Singleton in Android

Hi, so apparently using static variables in android can cause some problems, the most important one being the fact that the variable can lose it’s value when application is in background.

So what about variables in Kotlin’s objects or companion objects ?

You can try reading the bytecode. Kotlin objects are just implemented as Java static variables. In the end they are still only saved in the same Java runtime (not really Java on Android, but the principle is the same), not anywhere on the disk.

You should read Android documentation, but as far as I remember, runtime can clear memory of any background application. Anything not parcelized could be erased.The same goes for kotlin object. Also you should remember that storing something but caches in global variables or singletons is a bad practice and should be avoided.

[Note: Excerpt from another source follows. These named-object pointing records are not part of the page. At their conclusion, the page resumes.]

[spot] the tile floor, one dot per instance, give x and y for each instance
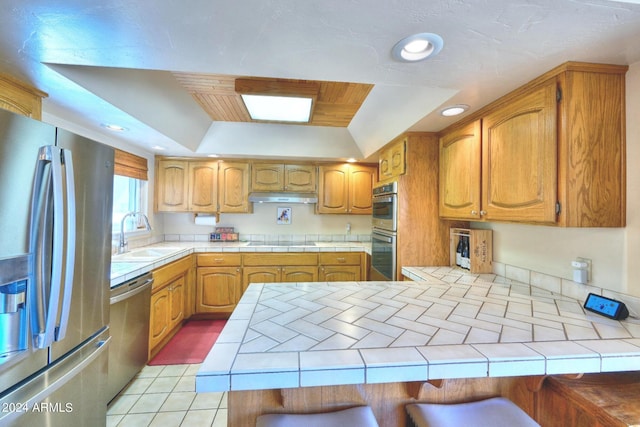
(166, 396)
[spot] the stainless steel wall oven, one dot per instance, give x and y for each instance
(383, 235)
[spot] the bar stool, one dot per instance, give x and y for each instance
(496, 411)
(360, 416)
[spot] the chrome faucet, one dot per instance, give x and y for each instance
(123, 245)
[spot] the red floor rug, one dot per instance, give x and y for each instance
(191, 344)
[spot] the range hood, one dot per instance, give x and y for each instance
(283, 197)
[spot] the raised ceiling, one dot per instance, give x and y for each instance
(116, 61)
(336, 104)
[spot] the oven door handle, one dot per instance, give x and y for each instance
(388, 239)
(383, 199)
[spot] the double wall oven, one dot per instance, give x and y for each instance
(383, 235)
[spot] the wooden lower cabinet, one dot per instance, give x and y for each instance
(594, 400)
(341, 267)
(272, 268)
(218, 289)
(169, 296)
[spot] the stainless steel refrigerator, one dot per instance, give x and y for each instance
(55, 242)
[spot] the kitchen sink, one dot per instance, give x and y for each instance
(145, 254)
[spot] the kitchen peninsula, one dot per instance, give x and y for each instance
(310, 347)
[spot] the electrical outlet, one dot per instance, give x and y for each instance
(581, 270)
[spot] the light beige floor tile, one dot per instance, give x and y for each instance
(137, 420)
(221, 418)
(149, 403)
(168, 419)
(202, 417)
(163, 385)
(122, 404)
(113, 420)
(223, 402)
(137, 386)
(207, 401)
(173, 371)
(180, 401)
(186, 383)
(150, 371)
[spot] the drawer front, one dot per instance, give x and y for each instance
(163, 275)
(280, 259)
(340, 258)
(219, 259)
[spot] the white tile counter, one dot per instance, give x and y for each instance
(128, 266)
(467, 326)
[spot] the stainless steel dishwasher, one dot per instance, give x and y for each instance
(129, 324)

Ok thanks for the clarifications, and what about storing enum functions in companion objects? like ‘enumFromChar(c: Char): AnEnum’
or static functions in general ? I know kotlin’s extension functions are basically static functions

You are mixing state and functions. Even if runtime erases the state, it does not erase the code, or more specifically, code is being loaded every time you load the application.

To put it the other way, the functions get defind every time the application is loaded.

When we say that you shouldn’t store data in static/object properties, we are just saying that changes on the property will not be stored over time.

Suppose you have this object:

object MyObject {
    val version = 123
    var checks = 0
}

If you run this code every time your MainActivity is created:

MyObject.checks++
Toast.makeText(this, "We are running version ${MyObject.version}. Checked ${MyObject.checked} times", Toast.LENGTH_LONG).show()

before anyone/any bots complains about no translation, this is just an example

You will constantly get “We are running version 123” even after your app is restarted. This is because we defined version = 123 when the MyObject class gets loaded (which gets unloaded every time the app gets restarted/destroyed or whatever). So in case the data in MyObject gets erased, it gets set again before you use it the next time.

On the other hand, “Checked x times” will increase by one every time the user goes back to MainActivity, but it resets every time. This is because MyObject.checks also gets erased and set again, but as you can see from the code, it always runs MyObject.checks = 0, so it always starts again with 0.